A spokesman for Scottish Natural Heritage, one of the main agencies behind the crackdown, said: "People collecting for financial gain have already damaged sites in Caithness, Orkney, Skye, Lanarkshire and Ayrshire through large-scale removal of fossils, using rock saws and other industrial-scale machinery.

"The fossil-bearing rocks at the Birk Knowes Site of Special Scientific Interest in Lanarkshire have almost been totally 'worked out' as a result of a German fossil collector, who had no permit to excavate the very rare and valuable fossils."

Even when the surrounding areas are not destroyed, illegal fossil hunters rarely record the exact location or the "death position" of their finds, information which is priceless to palaeontologists, because they fear competition from other collectors.

Part of the problem of illegal fossil collection is that many of the sites are in remote locations so any disturbance of the area is only detected after the collectors have gone.

In addition, many landowners are unaware of the scientific value of the fossils on their land or do not regard irresponsible collecting as a problem. As a result nobody reports the crime to the police. But the authorities are reluctant to see any blanket ban imposed on small-scale res- ponsible collecting which they recognise is a hobby enjoyed by many people, including children and amateurs, some of whom have made remarkable new discoveries.

Inspector John Grierson, the wildlife liaison officer with the Northern Constabulary, said: "We urgently need people to come forward and report any fossil gathering which they suspect may be carried out without permission."

His force covers nearly one-sixth of Britain's landmass and the area has many fossil-rich sites.
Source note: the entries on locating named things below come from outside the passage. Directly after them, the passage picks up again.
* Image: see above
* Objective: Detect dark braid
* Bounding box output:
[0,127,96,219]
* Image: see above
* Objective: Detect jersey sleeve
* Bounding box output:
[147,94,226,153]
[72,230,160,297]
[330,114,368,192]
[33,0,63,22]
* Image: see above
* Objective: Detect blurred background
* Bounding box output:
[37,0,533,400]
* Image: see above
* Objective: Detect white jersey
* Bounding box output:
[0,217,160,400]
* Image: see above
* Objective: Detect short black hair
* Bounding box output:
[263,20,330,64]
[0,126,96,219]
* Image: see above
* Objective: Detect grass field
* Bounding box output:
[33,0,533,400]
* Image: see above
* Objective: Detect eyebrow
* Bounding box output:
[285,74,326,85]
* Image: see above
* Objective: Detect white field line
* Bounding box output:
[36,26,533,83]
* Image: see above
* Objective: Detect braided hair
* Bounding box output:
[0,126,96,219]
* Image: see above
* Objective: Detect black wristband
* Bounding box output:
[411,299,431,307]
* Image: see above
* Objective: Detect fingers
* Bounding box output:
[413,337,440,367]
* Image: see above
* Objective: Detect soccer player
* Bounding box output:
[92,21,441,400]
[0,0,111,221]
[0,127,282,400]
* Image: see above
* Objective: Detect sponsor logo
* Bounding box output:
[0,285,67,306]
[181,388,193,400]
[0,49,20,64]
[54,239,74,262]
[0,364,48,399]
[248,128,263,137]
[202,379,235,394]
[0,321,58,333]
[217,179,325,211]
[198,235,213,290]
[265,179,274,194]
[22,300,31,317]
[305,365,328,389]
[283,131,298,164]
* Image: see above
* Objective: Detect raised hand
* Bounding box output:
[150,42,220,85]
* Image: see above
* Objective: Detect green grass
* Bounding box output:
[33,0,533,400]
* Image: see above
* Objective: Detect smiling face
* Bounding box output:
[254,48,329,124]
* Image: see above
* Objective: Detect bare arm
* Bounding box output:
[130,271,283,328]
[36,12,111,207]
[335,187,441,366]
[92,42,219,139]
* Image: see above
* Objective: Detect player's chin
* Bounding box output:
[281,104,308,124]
"We are losing some of our most prized geological resources to wildlife thieves, who have no regard for protecting this important part of our natural heritage," he said.

Illegal collections

Archaeological sites

Illegal metal detecting on important archaeological sites is rife. Since 1988 about 200 ancient monuments have been raided, some of them many times, with very few people caught. Most raids take place at night as gangs attempt to cash in on the growing demand for antique collectibles.

Flowers

One group of criminals is just as likely to know the Latin name for a rare snowdrop bulb as they are to understand the mechanism of trafficking illegal booze or tobacco. The growth in gardening as a hobby has resulted in a boom in thefts across the country to feed black market demand worth an estimated £2bn a year in wild flower colonies.

Rocks and stones

The craze for water features and rock gardens inspired by television shows has resulted in many beaches being stripped of pebbles and sand, particularly in the south of the country, causing havoc with sea defences. In some cases local councils have been forced to buy in replacement shingle to protect vulnerablecoastal areas from erosion.

Birds eggs

Although there is only a limited market in birds' eggs or any international smuggling ring there is still a hardcore of collectors willing to break the law. Despite facing a fine of up to £5,000 in Scotland, or even a prison sentence south of the border, collectors are willing to risk their liberty for a chance to own a rare egg which is often worth only a few pounds.